03 novembre 2025 Publication

Expertiser la baisse du cheptel bovin laitier et ses incidences sur les outils économiques aval des filières

  • Caroline MEDOUS
  • Yves TREGARO

On observe depuis plusieurs années une baisse continue du cheptel laitier, ainsi que ses effets à court et moyen termes sur les outils industriels de l’aval des filières, laiteries et abattoirs. Une mission du CGAAER a analysé les causes de cette situation, les stratégies mises en place par les acteurs et les impacts sur les territoires.

Rapport de mission de conseil n°24085

Mai 2025

Enjeux

La fin des quotas laitiers et la crise de 2016 marquent le début d’une décapitalisation sans interruption du cheptel laitier français, qui s’est accélérée à partir de 2018. Lors des six dernières années, les effectifs ont reculé de 15 % et la collecte de lait de 3 %. La plupart des bassins de production sont touchés.

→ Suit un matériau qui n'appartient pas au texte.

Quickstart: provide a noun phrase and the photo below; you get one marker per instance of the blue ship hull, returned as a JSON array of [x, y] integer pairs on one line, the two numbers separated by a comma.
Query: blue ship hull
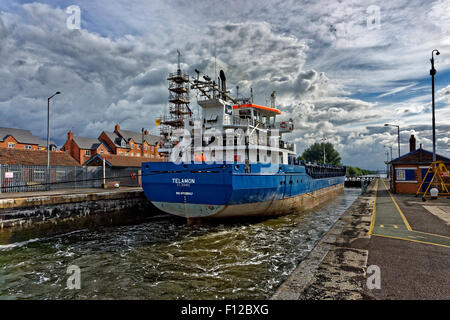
[[224, 190]]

Dans certaines zones, la baisse est telle qu’elle menace l’existence des sites de collecte et de transformation. Les abattoirs de boucherie sont affectés à la fois par la réduction des troupeaux laitiers et allaitants. Sans inflexion de cette décroissance, les conséquences économiques sur les filières bovines et l’aménagement des territoires seront inévitables.

Méthodologie

La mission a analysé les données officielles et la nombreuse documentation. Elle a mené près de 80 entretiens avec des responsables publics, des élus locaux, des acteurs économiques et leurs représentants, des interprofessions, des instituts techniques, des organismes de conseil, des banques et des scientifiques. Elle s’est déplacée dans trois bassins laitiers : Grand Ouest, première zone de production française y compris biologique, Grand Est, proche d’autres États membres producteurs, et Auvergne, où du lait est valorisé en produits d’appellation d’origine protégée ou en lait de montagne.

Résumé

La décapitalisation du cheptel bovin laitier résulte avant tout du départ massif d’éleveurs âgés et d’un taux de remplacement trop faible. Le déficit d’attractivité du métier est surtout dû au niveau de rémunération, modeste au regard du temps travaillé et du capital investi, aux astreintes spécifiques à cet élevage et à son image dans la société. Face à la baisse de collecte, certains industriels se sont repliés sur le marché domestique. Ils ont globalement perdu en compétitivité face aux concurrents européens, faute d’investissements suffisants pour s’agrandir et innover et ils sont moins présents sur les produits porteurs. Dans leurs réflexions stratégiques, ils anticipent une décroissance continue de la collecte et des tensions accrues sur les prix du lait dans l’Union européenne. Les abatteurs industriels, très dépendants du troupeau laitier pour satisfaire la demande croissante et prépondérante de viande hachée, peinent à saturer leurs outils. En dépit des fermetures de sites, la France reste en surcapacité d’abattage. Dans ce contexte, les soutiens publics à des projets d’abattoirs méritent d’être analysés sous l’angle de la viabilité des outils. Ces dossiers devraient être soumis à l’avis non contraignant d’une commission indépendante.

La mission invite les conseils régionaux et les interprofessions à impulser une réflexion stratégique territoriale des acteurs économiques sur la production de demain. Elle souligne la nécessité de maintenir un bon niveau d’aides dans la future programmation de la politique agricole commune. Le recours plus important au salariat permettrait d’alléger le travail des éleveurs et offrirait une première expérience aux futurs repreneurs. Il est donc recommandé de développer la formation des salariés et des exploitants qui les accueillent. Pour attirer les futures générations, les éleveurs et l’interprofession sont invités à mieux valoriser auprès du public le métier de producteur de lait et les atouts de la filière. La mission préconise de renforcer les dispositifs d’accompagnement financier des laiteries de toute taille et d’analyser les sources de complexité administrative auxquelles elles sont confrontées.

La France est l’un des rares États membres à disposer d’atouts majeurs pour développer sa production laitière et conforter sa place sur son marché et à l’international. Il est donc urgent d’établir des relations apaisées entre les acteurs de l’élevage, de la transformation et de la distribution afin de construire un partenariat indispensable à l’avenir des filières lait et viande.